[PS4] Zero Escape: Zero Time Dilemma Review
After launching for PS Vita last year Zero Escape: Zero Time Dilemma is now on PS4. Is it worth picking up? Find out in our Zero Escape: Zero Time Dilemma Review!
Zero Escape: Zero Time Dilemma – Launch trailer
Zero Escape: Zero Time Dilemma is the third entry in the series, but from a timeline point of view, it actually takes place between the first two games. For those who haven’t played any of the Zero Escape games yet, you’re looking at a visual novel release with a great emphasis on the story and the puzzle rooms, better known as escape rooms, that you will need to exit by way of a point-and-click adventure mechanic.
While the two first games have nine people trapped in their story, this time around the 9 people are split into three teams of three people, so you’ll get to see the story from each team’s perspective in fragments which gradually become available as you progress through the story. The goal is to escape, but as they are told by Zero, the evil mastermind controlling the game, at least six people will need to die for this to be possible. With the game being heavily focused on the story, I won’t go any deeper than this so that you can experience the game to its fullest.
The other important aspect of the game is the escape rooms. Fans of point and click adventures, and obviously fans of the series, will find a total of thirteen rooms in this game, with a quite enjoyable level of difficulty. If I had to compare it with, say, Demetrios, a point and click game I’ve reviewed recently, I’d say the game is more challenging, but still enjoyable, but you will need to think out o the box and take notes here and there to find the solutions to the puzzles you’ll encounter.
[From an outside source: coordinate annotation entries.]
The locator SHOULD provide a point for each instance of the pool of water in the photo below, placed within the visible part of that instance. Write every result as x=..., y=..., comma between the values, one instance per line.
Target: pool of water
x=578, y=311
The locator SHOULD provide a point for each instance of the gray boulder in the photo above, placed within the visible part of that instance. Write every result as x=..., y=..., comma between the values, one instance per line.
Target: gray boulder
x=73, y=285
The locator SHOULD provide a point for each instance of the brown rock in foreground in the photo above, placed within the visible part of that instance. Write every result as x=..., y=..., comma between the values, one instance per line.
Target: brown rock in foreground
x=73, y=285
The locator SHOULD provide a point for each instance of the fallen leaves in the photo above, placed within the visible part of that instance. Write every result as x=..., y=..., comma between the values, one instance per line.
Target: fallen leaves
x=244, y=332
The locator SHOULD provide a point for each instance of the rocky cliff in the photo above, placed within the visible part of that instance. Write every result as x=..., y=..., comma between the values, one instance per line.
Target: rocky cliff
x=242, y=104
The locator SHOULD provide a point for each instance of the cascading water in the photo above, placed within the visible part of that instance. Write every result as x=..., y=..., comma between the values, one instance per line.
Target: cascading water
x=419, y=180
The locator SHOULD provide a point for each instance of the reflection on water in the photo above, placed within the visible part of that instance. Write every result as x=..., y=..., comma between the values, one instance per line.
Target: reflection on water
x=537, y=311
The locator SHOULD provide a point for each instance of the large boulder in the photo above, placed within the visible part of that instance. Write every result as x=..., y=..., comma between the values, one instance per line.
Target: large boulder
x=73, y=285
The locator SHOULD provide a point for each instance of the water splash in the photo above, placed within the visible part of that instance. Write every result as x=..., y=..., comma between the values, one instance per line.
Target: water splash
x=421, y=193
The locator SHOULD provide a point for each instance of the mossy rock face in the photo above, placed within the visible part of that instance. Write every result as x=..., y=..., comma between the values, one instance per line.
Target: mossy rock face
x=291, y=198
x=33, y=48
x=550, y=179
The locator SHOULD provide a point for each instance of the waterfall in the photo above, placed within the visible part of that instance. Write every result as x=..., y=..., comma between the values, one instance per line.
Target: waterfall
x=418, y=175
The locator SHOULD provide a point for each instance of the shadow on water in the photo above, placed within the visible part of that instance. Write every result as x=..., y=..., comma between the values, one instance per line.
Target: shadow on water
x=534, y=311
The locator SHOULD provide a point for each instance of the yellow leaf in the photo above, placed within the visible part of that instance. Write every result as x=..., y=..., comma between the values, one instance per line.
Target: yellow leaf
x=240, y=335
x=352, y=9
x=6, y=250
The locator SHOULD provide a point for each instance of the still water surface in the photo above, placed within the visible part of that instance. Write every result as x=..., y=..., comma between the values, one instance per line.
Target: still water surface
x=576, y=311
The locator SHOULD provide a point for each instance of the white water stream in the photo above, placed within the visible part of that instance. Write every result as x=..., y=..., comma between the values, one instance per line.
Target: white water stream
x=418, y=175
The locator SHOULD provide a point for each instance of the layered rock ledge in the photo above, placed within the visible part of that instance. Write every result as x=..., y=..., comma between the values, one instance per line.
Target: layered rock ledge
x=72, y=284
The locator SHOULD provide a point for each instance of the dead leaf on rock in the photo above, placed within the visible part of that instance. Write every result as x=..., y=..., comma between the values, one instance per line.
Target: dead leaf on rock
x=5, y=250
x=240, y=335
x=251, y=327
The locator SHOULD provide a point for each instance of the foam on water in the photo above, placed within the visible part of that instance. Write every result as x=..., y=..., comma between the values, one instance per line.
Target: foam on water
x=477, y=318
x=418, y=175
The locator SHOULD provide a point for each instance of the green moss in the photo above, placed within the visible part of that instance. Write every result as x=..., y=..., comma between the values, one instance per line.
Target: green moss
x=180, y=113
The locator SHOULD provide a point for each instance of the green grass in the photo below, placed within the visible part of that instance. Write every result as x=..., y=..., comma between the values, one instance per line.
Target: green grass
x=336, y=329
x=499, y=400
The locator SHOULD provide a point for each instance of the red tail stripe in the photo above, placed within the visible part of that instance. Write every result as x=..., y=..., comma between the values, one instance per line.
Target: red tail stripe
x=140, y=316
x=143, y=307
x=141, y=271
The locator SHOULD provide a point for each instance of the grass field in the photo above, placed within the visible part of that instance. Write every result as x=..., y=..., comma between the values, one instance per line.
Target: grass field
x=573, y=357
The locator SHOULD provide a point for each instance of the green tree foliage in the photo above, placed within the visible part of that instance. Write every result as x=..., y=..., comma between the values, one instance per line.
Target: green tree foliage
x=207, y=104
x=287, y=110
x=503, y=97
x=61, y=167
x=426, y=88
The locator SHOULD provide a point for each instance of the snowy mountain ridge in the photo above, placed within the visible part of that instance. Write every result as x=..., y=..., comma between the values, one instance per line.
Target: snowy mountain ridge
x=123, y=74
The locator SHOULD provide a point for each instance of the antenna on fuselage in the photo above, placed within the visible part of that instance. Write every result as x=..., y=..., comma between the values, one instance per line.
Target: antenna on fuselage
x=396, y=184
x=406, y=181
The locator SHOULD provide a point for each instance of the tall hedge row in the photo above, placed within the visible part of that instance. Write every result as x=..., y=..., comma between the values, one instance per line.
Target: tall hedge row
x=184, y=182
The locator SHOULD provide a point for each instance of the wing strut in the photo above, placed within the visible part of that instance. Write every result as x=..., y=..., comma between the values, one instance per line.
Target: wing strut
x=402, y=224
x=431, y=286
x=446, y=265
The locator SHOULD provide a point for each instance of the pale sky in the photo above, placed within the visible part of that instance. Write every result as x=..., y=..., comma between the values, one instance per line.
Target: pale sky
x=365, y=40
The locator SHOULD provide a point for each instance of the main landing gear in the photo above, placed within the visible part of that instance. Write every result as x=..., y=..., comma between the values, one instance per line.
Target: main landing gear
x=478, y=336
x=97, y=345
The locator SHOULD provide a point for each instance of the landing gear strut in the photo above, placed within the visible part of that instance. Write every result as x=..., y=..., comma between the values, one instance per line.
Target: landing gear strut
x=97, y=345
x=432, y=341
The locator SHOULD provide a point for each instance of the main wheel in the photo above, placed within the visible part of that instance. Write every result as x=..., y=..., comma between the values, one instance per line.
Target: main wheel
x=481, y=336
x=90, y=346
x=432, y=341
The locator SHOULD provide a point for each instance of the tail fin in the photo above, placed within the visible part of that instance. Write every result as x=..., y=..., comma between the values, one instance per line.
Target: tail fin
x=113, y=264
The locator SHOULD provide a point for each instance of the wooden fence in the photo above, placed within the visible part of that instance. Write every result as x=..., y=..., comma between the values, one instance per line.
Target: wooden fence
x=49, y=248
The game is presented through mostly static backgrounds and slightly animated 3D models during the story parts of your journey. When in escape room sequences, the visuals change to 3D rendered rooms that you can look around from a fixed point of view to explore the different elements in the room as you search for clues that can allow you to survive.
While that kind of look fits a game like this, I thought that the character animations were lacking the range of emotions we can hear in the voice acting. For example, at a certain moment one of the characters was expressing a lot of anger, which I could easily feel from the voice acting, but looking at the character’s model made me realize his lips were moving almost as if he was whispering.
Another thing I noticed, and while it’s a small detail it still bugged me, is that the game didn’t fit my TV screen, and there was no option to adjust this. When opening some menus (the Fragment screen, for example), the title at the top was cut, and there was no way to make it fit. It’s a small detail and not a deal-breaker, but it is something that the developer could have probably worked on when porting the game to the PS4.
If I have to be honest, a visual novel is usually not my type of game. Even though I Platinumed Virtue’s Last Reward on my Vita, I did not really get hooked on the series from that entry. Knowing this, I still went forward to try this one, and while it’s still not my type of game, the story kept me going back for more fragments to uncover all there is to see. The thing I liked the most was the escape rooms and the puzzles they contain. Something else I found is that, compared to Virtue’s Last Reward, the branches in the story based on the decisions you make were easier to follow this time around.
And as far as trophies go, this is a quite simple game to Platinum. Playing through all the fragments and escape rooms will net you most of the trophies, with maybe only the collectibles being the objective that will make you go back to the escape rooms to find them all.
Chime has done it again with Zero Time Dilemma, giving us a game that is a must-have for fans of visual novels, and even more so for fans of the series. The story is just what you’d expect from a Zero Escape release, and the challenge is never overwhelming or unfair during your time in the escape rooms. While the game is a bit shorter than the previous game (around 25+ hours compared to 40+ hours of the second game in the trilogy), it’s still definitely a large game worthy of your time and money.
This Zero Escape: Zero Time Dilemma review is based on a PlayStation 4 copy provided by Aksys Games.